This week I finished reading Peter Ackroyd’s biography of Charlie Chaplin. It’s a short bio, a great rags-to-riches story. Reminds us with storybook clarity of how money doesn’t buy happiness.
Chaplin and his brother, from a young age, took care of their mother, who was in and out of mental institutions, and when he came over to the United States, in either his late teens or early twenties, he worked endlessly on the stage (belonged to the same group as Stan Laurel), collected clippings outta newspapers whenever some critic mentioned his performance, and when he finally got his foot in the door with a small film studio called Keystone, and then another called Essenay, Chaplin applied himself like nobody else on the lot. Worked tirelessly. It was here that he invented his most iconic character, the Tramp. He adapted the character with each flick until it was perfect. A fully-realized entity that Chaplin could inhabit and abandon between one footstep and the next.
Eventually he negotiated himself into some directing privileges and in one year, I forget which, he wrote, directed, and starred in about thirty features.
But as Chaplin’s celebrity began to rise and rise, as he became the very first internationally celebrated movie star, so did his arrogance ascend with his name, his entitlement, and from one production to the next, decade to decade, he became increasingly difficult to deal with. Abusive. He became a more scathing womanizer, increasingly prone to self pity, he was tyrannical on the set and commanding of all attention everywhere he went, allergic to criticism, neurotic, selfish, judgmental.
He became a nightmare.
And in reading the chapters about his final decade, exiled in Switzerland because McCarthyites had considered him an unsavory character in the 1950s (Chaplin was in London for the premiere of Limelight when he learned that his passport was suspended, and that he couldn’t go back to the US, and, as a native, he would have been cool to hangout–but England had an extradition deal with the US, so he didn’t linger, cuz he’d done some shady sexual shit and was afraid US officials, who’d long had a hardon about his being a Communist, would find some way of bringing him back and locking him up on grounds of indecency or some shit), we see that Chaplin’s life became a kind of tragedy, toward the end, about a man who only ever wanted to be loved but, in achieving that love from the world at large, became increasingly unlovable in person.

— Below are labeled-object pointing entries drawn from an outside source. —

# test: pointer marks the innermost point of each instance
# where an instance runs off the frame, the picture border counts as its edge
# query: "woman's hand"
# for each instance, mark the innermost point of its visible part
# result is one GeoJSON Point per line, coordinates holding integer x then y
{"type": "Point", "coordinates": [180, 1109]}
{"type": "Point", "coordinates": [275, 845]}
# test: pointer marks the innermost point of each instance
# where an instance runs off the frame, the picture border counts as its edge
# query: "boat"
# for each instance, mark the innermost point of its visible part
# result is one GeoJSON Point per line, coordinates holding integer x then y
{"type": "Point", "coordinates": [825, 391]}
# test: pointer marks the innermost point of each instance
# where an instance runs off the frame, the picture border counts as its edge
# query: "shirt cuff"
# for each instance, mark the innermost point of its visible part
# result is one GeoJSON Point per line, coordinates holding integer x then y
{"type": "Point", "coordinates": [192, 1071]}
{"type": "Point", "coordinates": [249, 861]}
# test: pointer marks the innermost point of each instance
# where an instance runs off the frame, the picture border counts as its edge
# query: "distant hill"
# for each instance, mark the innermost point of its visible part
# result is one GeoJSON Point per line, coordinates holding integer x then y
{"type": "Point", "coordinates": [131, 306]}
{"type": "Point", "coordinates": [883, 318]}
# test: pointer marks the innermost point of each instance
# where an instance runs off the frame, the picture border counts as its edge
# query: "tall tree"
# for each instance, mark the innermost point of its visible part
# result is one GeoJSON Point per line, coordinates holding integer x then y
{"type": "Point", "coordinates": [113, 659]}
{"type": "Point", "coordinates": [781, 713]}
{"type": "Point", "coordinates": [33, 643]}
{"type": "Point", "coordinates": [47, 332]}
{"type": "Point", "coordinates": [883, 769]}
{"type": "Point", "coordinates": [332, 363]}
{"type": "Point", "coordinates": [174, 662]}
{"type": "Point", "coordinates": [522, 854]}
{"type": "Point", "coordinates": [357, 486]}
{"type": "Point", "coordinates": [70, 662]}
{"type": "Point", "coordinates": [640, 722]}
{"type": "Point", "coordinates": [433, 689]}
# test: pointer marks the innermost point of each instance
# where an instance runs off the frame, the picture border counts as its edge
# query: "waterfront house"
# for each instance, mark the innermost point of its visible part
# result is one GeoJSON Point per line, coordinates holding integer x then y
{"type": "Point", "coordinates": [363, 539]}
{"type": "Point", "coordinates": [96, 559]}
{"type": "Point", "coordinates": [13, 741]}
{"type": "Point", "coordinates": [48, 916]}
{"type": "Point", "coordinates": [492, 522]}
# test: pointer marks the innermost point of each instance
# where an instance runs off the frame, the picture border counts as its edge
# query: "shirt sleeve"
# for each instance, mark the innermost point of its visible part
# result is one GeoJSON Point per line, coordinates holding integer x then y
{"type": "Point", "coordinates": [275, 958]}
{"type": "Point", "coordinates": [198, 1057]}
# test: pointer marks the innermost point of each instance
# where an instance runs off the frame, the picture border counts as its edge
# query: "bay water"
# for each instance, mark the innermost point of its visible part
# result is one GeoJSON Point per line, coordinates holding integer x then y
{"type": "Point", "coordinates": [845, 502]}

All of his worst characteristics–during this exiled, isolated senescence–magnified tenfold, way worse than they’d been at the peak of his success, which meant that people were doubly inclined to keep the fuck away because, now, as an ailing older man, Chaplin didn’t have any of the redeeming qualities that had inclined people to tolerate his grueling behavior in the past. His later movies were ponderous and indulgent and saccharine and predictable. Actors stopped according him the reverence and boundless patience he’d once commanded. His 1920s or, at best, his 1940s sensibility didn’t work anymore for audiences of the 1960s and ’70s.
It seemed Chaplin could no longer enjoy himself.
His wife, Oona, who was ceaselessly loyal and doting until his death on Christmas day 1977, took to drinking in private whenever he consigned her to the house. His children couldn’t stand to spend more than a few days or maybe a couple weeks at a time in his mansion.
He was phenomenally wealthy, and internationally famous, and he’d enjoyed a hard-earned highlife for the better part of his time on Earth.
And yet, there’s something tragic about Chaplin’s arc. The”artistic temperament” thing. It might could be that the perfectionism that created such great work, that made him such a star, was, from the beginning, doomed to be his undoing in old age, those twilight years when virtually no one is taken quite so seriously as they were in their middle age, 40s and 50s and 60s, when you’ve got achievements under your belt that you can rest on, and time enough ahead of you where, in the eyes of the world, those early projects don’t just attest to your earlier talents but also forecast achievements to come.
Maybe it’s a copout to say that he was alienating people because of his “artistic temperament.” Maybe it’s more like mental illness. Maybe a lot of it was simple cruelty and to say that you’re making other people uncomfortable for your art is bullshit.